Over our lunches, Bobby spoke with great animation about the restaurant business. At some undeterminable point he had ceased imitating a clean, personable young man and had actually become one, save for odd moments when his eyes glowed a bit too brightly and his skin took on a sweaty sheen. At those times he put me in mind of a Bible salesman, one of the excruciatingly cordial Southern zealots I knew well enough from my girlhood. In his excitement Bobby could take on that quality but he always caught himself, laughed apologetically, and lowered his voice, actually appeared to retract the sweat back into his pores, so that the effect finally was boyish and charming, a young dangerousness being brought under control.

I confessed my worries to him, and indulged myself every now and then in a complaint or two about my own situation, since I hated to burden Ned. His asthma had grown much worse as business declined, and he had started drinking a bit.

Bobby said numberless times, “I’ll find backers and have the restaurant going in another year, two at the most. We can all run it. Everything will turn out all right.”

I told him, “That’s easy for you to say. You’re young.”

“You’re young, too,” he said. “I mean, you’re young for your age? You’ll love being head chef, wait and see.”

“I am not going to be head anything.”

“Yes you will. You’ll want to when you see the place I’m going to build for you. Come on, Alice? Tell me you’re behind me, and I’ll build the best restaurant in Ohio.”

A man at the next table glanced our way. He was fiftyish, trim and successful-looking in a slate-colored suit. I could see the question in his eyes: older woman, severe of face but not utterly through with her own kind of beauty, lunching with avid, handsome young man. For a moment I followed the thread of his imagination as he saw Bobby and me out of the restaurant and up to a rented room where afternoon light slanted in through the blinds.

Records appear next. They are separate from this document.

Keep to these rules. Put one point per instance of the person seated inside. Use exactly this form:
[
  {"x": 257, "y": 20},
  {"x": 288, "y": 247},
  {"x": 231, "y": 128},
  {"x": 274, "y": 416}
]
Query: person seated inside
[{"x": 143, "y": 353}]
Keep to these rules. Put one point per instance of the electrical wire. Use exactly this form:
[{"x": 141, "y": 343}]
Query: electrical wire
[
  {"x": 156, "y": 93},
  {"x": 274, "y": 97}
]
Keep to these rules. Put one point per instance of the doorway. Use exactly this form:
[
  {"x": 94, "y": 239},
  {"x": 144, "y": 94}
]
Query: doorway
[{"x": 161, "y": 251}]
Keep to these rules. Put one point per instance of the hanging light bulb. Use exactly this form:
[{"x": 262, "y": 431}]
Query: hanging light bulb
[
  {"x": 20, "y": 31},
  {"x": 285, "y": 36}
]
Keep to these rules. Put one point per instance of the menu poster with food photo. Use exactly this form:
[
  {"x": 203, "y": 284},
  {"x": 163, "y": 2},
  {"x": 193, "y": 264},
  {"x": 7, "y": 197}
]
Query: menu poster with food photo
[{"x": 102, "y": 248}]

Bobby leaned forward, his big hands splayed on the tabletop. I reached out and lightly touched his broad, raw fingers with my own.

“All right,” I said. “If you’re really all that determined to start a restaurant, count me in. I’ll do whatever I can to help you.”

“Good,” he said, and his eyes actually glowed with the possibility of tears.

He opened his restaurant less than a year later. Perhaps he’d been too much in a rush. If he’d waited until he knew more about the business, he might have done better. But he kept insisting he was ready, and I can only speculate whether Ned’s dwindling fortunes had any bearing on Bobby’s own sense of urgency. He got backing from a rather dubious-looking character named Beechum, a man with cottony hair brushed forward over his bald spot and several heavy silver-and-turquoise rings on his thin white fingers. This Beechum owned, or claimed to own, a prosperous string of coin laundries, and envisioned, or so Bobby said, similar success in the realm of Southern cooking.